Whenever the master of the house came to the kitchen, Nurse's
witch-eye followed him animal-like; no movement of his, no expression,
seemed to escape it. A curious observer might sometimes have remarked
in her, during the few moments after the man's entrance, a muffled
agitation, an irregularity of the breath, an obscure anxiety and
suspense. This, however, would soon subside, and rarely recur during
his stay. The phenomenon had been observable daily for nearly a score
of years, yet nothing had meantime happened to explain or justify it.
Had an original dread--groundless or not--prolonged its phantom
existence precisely because it had never met with justification?

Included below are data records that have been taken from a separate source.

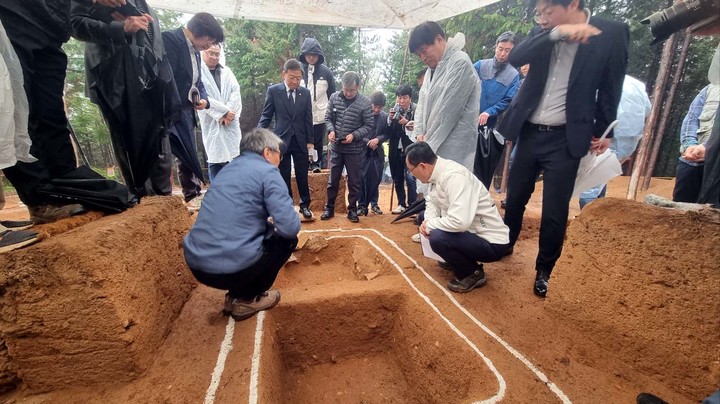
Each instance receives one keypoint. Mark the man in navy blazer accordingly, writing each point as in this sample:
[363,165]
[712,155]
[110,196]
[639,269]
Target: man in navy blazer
[570,96]
[183,46]
[291,106]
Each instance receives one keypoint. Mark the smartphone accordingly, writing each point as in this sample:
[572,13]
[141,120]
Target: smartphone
[128,10]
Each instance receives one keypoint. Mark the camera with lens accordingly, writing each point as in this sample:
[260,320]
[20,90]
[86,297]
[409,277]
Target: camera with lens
[681,15]
[399,112]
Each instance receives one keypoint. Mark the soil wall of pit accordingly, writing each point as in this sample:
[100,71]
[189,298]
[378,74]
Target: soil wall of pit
[93,304]
[644,282]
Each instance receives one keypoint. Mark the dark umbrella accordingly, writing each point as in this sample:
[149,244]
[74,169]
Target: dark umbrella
[135,91]
[413,209]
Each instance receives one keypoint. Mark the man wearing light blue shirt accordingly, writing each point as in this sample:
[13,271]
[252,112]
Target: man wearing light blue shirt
[233,246]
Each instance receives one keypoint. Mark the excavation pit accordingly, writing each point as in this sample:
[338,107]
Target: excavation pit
[340,335]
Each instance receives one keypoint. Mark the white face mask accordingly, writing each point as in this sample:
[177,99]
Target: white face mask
[714,71]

Often for weeks at a time, complete silence would obtain between
master and Nurse. He would enter and ramble hither and thither the
ample kitchen; eat what had been prepared for him, and be off again
without a word or glance of acknowledgment. Or, again, pacing
irregularly to and fro before the fireplace, he would pour forth long
disjointed rhapsodies, wild speculations, hopes, and misgivings; his
mood changing from solemn to gay, and round through gusty passion to
morbid gloom. But never did he address his words to Nurse so much as
to himself or to some imaginary interlocutor; and she for her part
never answered him a syllable, but sat in silence through it all. Yet
was she ever alert to listen, and sometimes the subdued trembling
would come on and the obstruction of breath. But when the talker, in
mid-excitement of speech, snatched his violin and drew from it
melodies weirdly exquisite, soothing his diseased thoughts and
harmonizing them, Nurse would become once more composed; the phantom
danger was again put off, and the violinist would presently fall into
silence,--sometimes into sleep. But still, while he slept, the
witch-eye watched him; though with an expression of yearning, uncouth
intensity which seldom ventured forth while he was awake.

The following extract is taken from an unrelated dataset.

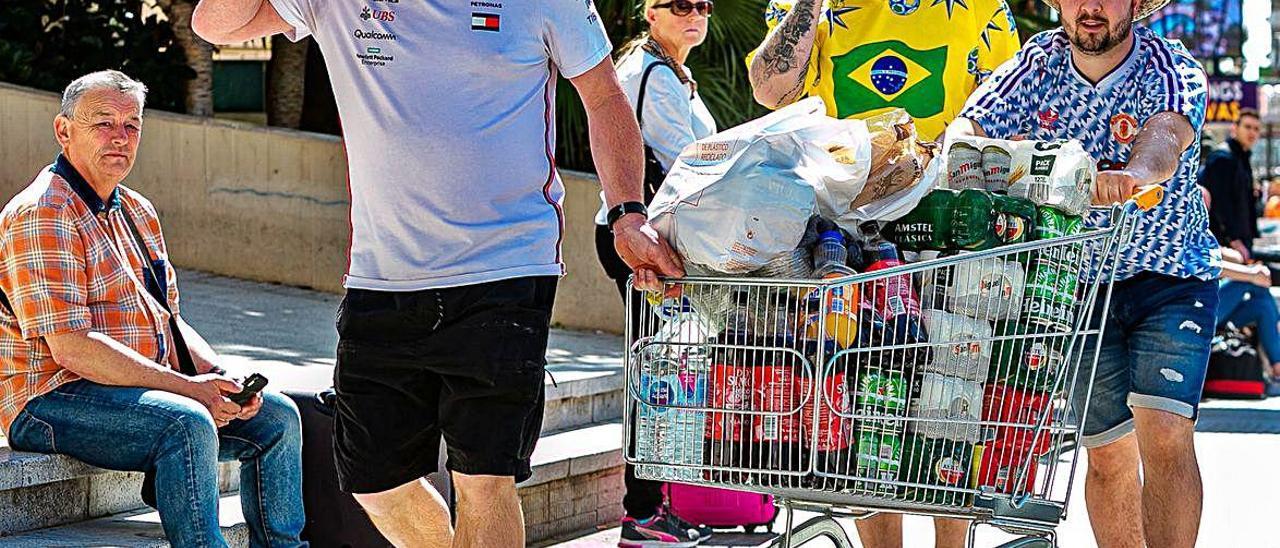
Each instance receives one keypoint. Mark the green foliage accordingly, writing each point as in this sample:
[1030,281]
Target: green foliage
[45,44]
[718,65]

With Gnulemah, Nurse's intercourse became yearly more and more
infrequent. As the child arose to womanhood, she grew apart from the
voiceless creature who had cared for her infancy. It was not
Gnulemah's fault, whose heart was never barren of loving impulses.
But mother, father, were words whose meaning she had never been
taught; and had Nurse comprehended the unconscious thirst and hunger
of the girl's soul,--unconscious, but not therefore harmless,--she
might have tried, by dint of affectionate observances and
companionship, to represent the motherly office which she had filled
in the beginning. But this was not to be. Some hidden agency had
forced the two ever farther asunder. Moreover, Gnulemah developed
rapidly, while Nurse underwent a process of gradual congealment,--her
wits and emotions became torpid. Besides this, she was the victim of
disfigurement, physical as well as spiritual; while Gnulemah, both
naturally and by training, was sensitive to beauty and ugliness. Other
surface causes no doubt there were, in addition to the hidden one,
which was perhaps the most potent of all.